Appellant's gang might have benefitted more if appellant or his passenger had made gang signs or called out the name of the gang, but such self-identification is not necessary. The gang challenge alone was sufficient to demonstrate to anyone interested in the shooting that appellant was acting on behalf of a gang. The El Monte Flores gang would know that no one in their gang had committed the murder, and would infer that it was a rival gang.
5. Section 12022.53 enhancement
Section 12022.53, subdivision (e), sets the punishment for an aider and abettor of a gang murder committed with a gun. Appellant contends aiders and abettors of shootings committed to benefit criminal street gangs are similarly situated to aiders and abettors of shootings committed in concert with criminal organizations or groups which are not defined as a street gang and so section 12022.53 violates equal protection by punishing gang aider and abettors more severely.
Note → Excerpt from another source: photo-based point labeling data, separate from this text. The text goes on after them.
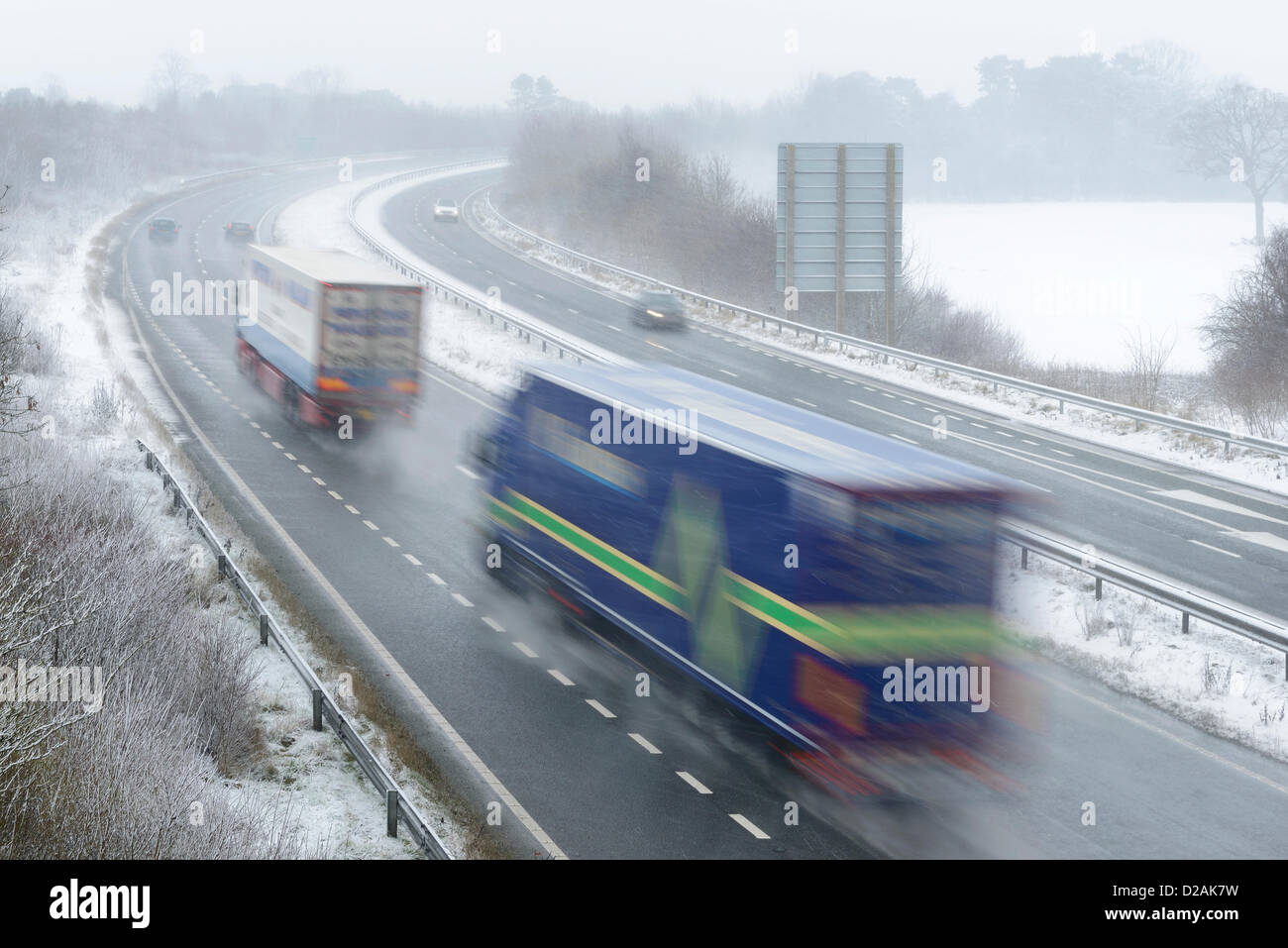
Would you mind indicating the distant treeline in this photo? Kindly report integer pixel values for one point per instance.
(1081, 128)
(89, 147)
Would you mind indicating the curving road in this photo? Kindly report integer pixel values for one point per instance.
(376, 540)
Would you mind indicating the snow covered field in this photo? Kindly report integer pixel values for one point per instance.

Appellant acknowledges that Division Seven of this District Court of Appeal has rejected this claim in People v. Hernandez (2005) 134 Cal.App.4th 474. He contends that Hernandez is wrongly decided and urges us not to follow it. Specifically, he contends that the decision in Hernandez ignores the holding of People v. Olivas (1976) 17 Cal.3d 236, 250. We do not agree. We see no error in the reasoning of Hernandez and decline appellant's invitation to reject the case.
6. Custody credit
Appellant contends that he is entitled to one additional day of custody credit. Respondent agrees. We agree as well. Appellant was arrested on August 9, 2009 and sentenced on June 21, 2011. That is a period of 682 days. He only received credit for 681 days. Accordingly, we order the custody amount corrected on appeal. (See People v. Duran (1998) 67 Cal.App.4th 267, 270.)
We order appellant's custody credits corrected to 682 days. The clerk of the superior court is instructed to prepare an amended abstract of judgment reflecting this correction. The judgment of conviction is affirmed in all other respects.
MOSK, J., concur.
KRIEGLER, J., Concurring.
I concur in the judgment but would also reach the issue of forfeiture based on defendant's failure to object to CALJIC No. 3.00. I would follow People v. Samaniego (2009) 172 Cal.App.4th 1148, 1163 and hold the contention was forfeited by the absence of a request to modify the instruction.